製品ライフサイクル管理(PLM)大手のシーメンスPLMソフトウェア(シーメンスPLM)は7月23日、同社の会長兼最高経営責任者(CEO)であるTony Affuso氏と製品担当エグゼクティブ・バイスプレジデント兼最高技術責任者(CTO)のChuck Grindstaff氏の来日に伴い、同社のビジョンと今後の戦略、最新の製品動向を紹介するプレス向けの説明会を開催した。
シーメンスPLMの親会社となるSiemens AGは、世界のトップ25社に位置するグローバル企業で、2008年度の売上高は約10兆円、従業員は42万7000人を数える。同社は、エネルギー事業部、産業オートメーション事業部、ヘルスケア事業部の大きく3つの部門で事業を展開。シーメンスPLMは年間5兆円を売り上げる最大の部門、産業オートメーション事業部に所属している。
業界では長年、“イノベーションのSiemens”として知られており、申請された特許は5万500種類に上る。2008年には研究開発費として5070億円を投資しており、3万2300人が研究開発を担っている。「この研究開発に対する投資と成果は、シーメンスPLM(旧UGS PLM)の顧客にとっても非常に価値のあることだ」とAffuso氏は話す。
同氏が話す通り、SiemensとUGS PLMの統合は非常に順調に進んでおり、2008年に実施された顧客満足度調査では、40%以上の顧客が「(両社の統合により)ロイヤルティがさらに高まった」と答えているという。Affuso氏は「この調査結果は、シーメンスPLMが顧客に対する支援をより一層強化していくためのイノベーションにさらに投資を拡大していくことの証し」と話している。
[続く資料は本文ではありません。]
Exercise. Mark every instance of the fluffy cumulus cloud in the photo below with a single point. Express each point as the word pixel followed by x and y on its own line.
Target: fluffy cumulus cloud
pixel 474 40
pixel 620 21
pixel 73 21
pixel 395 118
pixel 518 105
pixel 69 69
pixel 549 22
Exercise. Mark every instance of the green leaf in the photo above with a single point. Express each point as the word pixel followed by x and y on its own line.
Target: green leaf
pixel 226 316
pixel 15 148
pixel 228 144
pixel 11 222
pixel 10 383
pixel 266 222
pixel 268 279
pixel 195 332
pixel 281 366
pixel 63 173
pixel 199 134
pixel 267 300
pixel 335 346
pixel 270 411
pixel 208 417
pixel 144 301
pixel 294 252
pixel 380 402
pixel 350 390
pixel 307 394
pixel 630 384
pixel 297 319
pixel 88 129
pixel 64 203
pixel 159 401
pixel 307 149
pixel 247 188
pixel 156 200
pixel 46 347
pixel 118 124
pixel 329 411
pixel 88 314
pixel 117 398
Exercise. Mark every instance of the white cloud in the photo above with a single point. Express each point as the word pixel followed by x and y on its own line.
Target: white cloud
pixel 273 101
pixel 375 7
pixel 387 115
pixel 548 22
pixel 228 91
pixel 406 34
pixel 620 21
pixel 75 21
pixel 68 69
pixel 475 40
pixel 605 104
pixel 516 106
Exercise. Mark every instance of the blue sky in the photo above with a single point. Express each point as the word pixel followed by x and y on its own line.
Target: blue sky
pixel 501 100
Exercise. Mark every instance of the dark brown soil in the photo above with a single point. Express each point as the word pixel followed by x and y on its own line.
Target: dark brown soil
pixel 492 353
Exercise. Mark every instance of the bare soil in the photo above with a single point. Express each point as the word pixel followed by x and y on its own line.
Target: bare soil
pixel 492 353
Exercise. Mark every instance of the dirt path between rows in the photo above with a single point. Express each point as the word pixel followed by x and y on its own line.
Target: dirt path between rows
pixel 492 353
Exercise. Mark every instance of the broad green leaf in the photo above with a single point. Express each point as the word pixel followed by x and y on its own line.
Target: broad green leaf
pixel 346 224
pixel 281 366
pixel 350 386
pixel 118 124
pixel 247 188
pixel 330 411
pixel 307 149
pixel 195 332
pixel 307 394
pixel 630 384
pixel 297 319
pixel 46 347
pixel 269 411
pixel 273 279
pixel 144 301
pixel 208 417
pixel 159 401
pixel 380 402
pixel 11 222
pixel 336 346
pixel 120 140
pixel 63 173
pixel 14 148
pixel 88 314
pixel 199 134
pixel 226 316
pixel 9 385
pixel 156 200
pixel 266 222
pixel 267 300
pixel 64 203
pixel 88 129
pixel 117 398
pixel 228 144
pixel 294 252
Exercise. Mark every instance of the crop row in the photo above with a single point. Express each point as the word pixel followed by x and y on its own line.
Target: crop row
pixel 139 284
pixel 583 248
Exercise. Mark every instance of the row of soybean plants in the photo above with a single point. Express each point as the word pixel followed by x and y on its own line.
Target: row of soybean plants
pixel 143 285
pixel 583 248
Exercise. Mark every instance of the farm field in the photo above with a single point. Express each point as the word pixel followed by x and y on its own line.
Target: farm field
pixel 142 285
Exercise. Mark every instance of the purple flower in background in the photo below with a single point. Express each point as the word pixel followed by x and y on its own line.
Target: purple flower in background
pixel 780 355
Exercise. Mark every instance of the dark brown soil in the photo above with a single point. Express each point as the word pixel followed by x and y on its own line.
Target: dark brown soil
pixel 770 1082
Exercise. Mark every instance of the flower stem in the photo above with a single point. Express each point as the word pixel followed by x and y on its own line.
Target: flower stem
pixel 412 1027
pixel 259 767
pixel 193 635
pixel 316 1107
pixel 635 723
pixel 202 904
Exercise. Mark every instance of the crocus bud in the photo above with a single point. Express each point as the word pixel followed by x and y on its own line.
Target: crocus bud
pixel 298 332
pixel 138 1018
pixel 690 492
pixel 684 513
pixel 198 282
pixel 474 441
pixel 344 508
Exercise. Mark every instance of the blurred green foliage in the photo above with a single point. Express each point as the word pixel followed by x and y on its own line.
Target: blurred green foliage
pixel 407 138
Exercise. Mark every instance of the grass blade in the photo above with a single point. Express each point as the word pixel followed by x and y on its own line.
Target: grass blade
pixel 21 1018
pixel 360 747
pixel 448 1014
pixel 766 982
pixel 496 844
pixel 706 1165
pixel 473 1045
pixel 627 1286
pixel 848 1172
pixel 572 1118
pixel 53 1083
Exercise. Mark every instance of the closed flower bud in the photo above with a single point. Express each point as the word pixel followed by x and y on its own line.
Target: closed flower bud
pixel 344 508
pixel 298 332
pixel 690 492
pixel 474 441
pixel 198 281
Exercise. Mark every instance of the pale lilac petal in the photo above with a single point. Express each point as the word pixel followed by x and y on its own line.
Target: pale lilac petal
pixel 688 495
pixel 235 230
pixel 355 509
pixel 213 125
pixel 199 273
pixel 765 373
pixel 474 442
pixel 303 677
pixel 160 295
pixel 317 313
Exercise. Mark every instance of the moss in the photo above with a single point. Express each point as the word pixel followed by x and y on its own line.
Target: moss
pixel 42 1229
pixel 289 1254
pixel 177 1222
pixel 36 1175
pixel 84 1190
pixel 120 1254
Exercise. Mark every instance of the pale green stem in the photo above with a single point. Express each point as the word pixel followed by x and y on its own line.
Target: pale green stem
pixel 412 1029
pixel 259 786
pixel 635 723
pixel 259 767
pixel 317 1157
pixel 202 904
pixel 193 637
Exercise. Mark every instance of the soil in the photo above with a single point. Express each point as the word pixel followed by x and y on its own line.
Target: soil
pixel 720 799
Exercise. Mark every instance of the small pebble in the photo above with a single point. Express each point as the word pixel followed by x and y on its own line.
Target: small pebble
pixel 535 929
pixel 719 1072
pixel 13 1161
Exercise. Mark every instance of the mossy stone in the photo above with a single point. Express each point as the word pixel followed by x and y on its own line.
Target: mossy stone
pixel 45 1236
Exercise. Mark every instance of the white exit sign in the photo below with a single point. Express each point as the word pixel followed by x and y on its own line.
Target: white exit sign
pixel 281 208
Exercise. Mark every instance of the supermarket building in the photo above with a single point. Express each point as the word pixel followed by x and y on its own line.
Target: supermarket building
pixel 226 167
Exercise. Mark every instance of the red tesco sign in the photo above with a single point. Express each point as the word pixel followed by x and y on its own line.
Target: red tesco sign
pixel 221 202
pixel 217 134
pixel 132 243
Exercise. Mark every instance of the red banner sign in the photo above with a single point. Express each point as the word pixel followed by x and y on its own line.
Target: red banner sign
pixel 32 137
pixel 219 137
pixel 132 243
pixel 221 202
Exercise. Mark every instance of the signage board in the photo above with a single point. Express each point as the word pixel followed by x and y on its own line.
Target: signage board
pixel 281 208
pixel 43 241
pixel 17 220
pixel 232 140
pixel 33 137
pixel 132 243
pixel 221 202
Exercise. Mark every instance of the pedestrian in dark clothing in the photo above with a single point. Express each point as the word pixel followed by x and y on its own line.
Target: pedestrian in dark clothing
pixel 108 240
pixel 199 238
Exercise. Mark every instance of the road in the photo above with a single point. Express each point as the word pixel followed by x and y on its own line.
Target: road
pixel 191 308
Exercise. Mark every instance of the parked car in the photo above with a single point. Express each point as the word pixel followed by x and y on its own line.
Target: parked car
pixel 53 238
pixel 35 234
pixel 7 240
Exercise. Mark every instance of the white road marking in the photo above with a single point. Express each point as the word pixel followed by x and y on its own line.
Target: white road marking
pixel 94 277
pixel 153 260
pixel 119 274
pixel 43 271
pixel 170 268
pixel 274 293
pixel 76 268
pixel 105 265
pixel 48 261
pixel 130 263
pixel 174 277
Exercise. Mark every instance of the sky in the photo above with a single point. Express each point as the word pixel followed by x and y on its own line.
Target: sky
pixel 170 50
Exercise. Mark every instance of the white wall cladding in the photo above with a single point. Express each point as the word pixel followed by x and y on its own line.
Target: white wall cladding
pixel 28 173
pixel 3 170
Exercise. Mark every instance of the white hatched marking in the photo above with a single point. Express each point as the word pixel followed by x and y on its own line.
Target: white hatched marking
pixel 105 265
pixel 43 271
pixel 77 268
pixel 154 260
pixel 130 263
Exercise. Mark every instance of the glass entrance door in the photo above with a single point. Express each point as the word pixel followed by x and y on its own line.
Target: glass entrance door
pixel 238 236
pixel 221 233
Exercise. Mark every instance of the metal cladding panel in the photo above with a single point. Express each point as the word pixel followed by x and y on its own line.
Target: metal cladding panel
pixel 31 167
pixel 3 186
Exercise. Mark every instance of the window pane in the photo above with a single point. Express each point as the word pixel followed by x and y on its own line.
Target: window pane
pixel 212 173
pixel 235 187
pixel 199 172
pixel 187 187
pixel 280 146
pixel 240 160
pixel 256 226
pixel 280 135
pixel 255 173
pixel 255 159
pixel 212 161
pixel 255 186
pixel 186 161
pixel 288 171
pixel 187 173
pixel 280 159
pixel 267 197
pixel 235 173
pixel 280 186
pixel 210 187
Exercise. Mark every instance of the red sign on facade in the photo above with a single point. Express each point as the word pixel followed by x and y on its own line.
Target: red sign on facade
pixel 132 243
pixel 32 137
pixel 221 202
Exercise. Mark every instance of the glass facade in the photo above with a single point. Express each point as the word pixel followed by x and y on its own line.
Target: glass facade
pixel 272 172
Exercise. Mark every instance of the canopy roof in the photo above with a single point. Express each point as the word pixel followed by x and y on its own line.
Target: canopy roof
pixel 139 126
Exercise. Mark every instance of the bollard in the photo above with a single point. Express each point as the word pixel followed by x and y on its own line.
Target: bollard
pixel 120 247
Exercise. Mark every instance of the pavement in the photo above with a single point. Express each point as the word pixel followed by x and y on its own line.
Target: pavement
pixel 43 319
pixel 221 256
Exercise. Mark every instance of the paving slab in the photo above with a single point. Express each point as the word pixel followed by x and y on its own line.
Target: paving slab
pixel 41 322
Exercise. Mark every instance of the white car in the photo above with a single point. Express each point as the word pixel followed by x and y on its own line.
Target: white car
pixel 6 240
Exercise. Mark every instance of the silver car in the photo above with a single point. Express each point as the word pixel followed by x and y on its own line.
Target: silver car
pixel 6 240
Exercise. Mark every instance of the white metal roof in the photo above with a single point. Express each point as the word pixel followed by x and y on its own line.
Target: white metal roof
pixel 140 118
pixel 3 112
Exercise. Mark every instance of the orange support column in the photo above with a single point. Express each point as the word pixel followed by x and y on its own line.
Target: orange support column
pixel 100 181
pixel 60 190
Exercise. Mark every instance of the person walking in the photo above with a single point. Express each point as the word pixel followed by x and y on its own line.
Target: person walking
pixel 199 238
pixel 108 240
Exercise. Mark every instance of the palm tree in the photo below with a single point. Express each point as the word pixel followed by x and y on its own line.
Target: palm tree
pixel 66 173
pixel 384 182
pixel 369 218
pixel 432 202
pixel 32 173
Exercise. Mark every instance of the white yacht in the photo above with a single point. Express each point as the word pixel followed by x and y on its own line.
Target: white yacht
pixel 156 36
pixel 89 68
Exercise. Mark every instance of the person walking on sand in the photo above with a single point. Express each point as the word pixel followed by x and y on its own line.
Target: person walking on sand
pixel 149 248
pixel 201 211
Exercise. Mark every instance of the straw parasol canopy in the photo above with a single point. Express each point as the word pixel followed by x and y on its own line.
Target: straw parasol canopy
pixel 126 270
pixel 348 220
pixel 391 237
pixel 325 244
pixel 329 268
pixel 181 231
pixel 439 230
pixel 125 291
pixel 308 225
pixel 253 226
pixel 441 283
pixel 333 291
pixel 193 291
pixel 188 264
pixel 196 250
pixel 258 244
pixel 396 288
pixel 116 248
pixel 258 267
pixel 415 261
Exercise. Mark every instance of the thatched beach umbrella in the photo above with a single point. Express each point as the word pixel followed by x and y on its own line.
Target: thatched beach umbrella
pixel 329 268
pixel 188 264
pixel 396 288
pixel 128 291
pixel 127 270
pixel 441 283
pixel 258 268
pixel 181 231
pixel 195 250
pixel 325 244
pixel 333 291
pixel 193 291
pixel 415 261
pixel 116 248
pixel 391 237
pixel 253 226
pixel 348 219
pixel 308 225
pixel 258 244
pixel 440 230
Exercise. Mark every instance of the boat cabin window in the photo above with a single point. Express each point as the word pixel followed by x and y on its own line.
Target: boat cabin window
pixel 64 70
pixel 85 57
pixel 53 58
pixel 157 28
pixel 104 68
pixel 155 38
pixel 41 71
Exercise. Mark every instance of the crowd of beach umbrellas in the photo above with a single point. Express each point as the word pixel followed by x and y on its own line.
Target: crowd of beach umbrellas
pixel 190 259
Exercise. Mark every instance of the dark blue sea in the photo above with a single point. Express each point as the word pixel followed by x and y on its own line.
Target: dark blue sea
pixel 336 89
こうした取り組みが評価され、現在までに全世界で5万6000社以上がシーメンスPLMの製品を導入している。Affuso氏はその1社である大手自動車メーカーのVolkswagen Interactiveの例を紹介。同社は、PLMソフトの導入にあたり4社の製品を比較検討した結果、シーメンスPLMの製品を導入している。Affuso氏は、「ほかの3社は過去にVolkswagenに導入実績があったにもかかわらず、今回すべての検討項目でシーメンスPLMが評価された」と話している。
Affuso氏はまた、市場調査会社のIHS Global Insightが2008年1月以降調査している国内総生産(GDP)の推移を紹介。この調査では、地球規模での景気の後退は顕著だが、2009年1月には回復に向かうと予測されていた。しかし現実には、4月まで引き続き景気は後退し、5月、6月にようやく横ばいという状況が報告されている。
Affuso氏は、「ここで強調したいのは、景気が後退している現在だからこそ、われわれはユーザー企業のPLMにおける、より一層の効率化と生産性向上のための支援ができるということだ。これこそがシーメンスPLMが掲げるビジョンやパッションであり、われわれが提供する製品群で具現化される」と話している。
顧客のニーズを的確に捉えた最適な製品を提供
Affuso氏に続き登場したGrindstaff氏は、CAD/CAM/CAEアプリケーションを提供するデジタル製品開発ソフトウェア「NX」、デジタルマニュファクチャリングアプリケーション「Tecnomatix」、デジタルライフサイクル管理ソリューションポートフォリオ「Teamcenter」、中堅・中小企業向けのモジュール型PLM統合ソリューション「Velocity Series」で構成されるPLM製品群の最新動向についてデモを交えて紹介した。
Grindstaff氏は、「景気が後退していることは紛れもない事実であり、この状況下でビジネスを加速していくためには大きく2つの取り組みが必要。まず顧客のニーズを的確に捉えた最適な製品を提供すること。もうひとつが最適な製品を使用して適切なシステムを構築し、効率化と生産性向上を実現することだ。さらにその価値を持続可能にしなければならない」と話す。
同氏はまた、「製品群は、顧客に対して、適切なタイミング、機能、性能、スタイル、価格で提供しなければならない。しかも(Affusoが話した通り)製品提供には、ビジョンやパッションも必要になる。また、顧客のモノ作りの工程において、高い可用性、信頼性、品質、持続可能性を実現しながらコストを低減するための支援も不可欠になる」と話す。
シーメンスPLMではそのための取り組みとして、「デジタルデザインオートメーション」「ナレッジマネージメント」「総合的に多分野をサポートできる仕組みの提供」「デジタルコラボレーションバックボーン」「IT分野での持続可能性」――という5つの基本要素で実現されるデジタルエンタープライズを提唱している。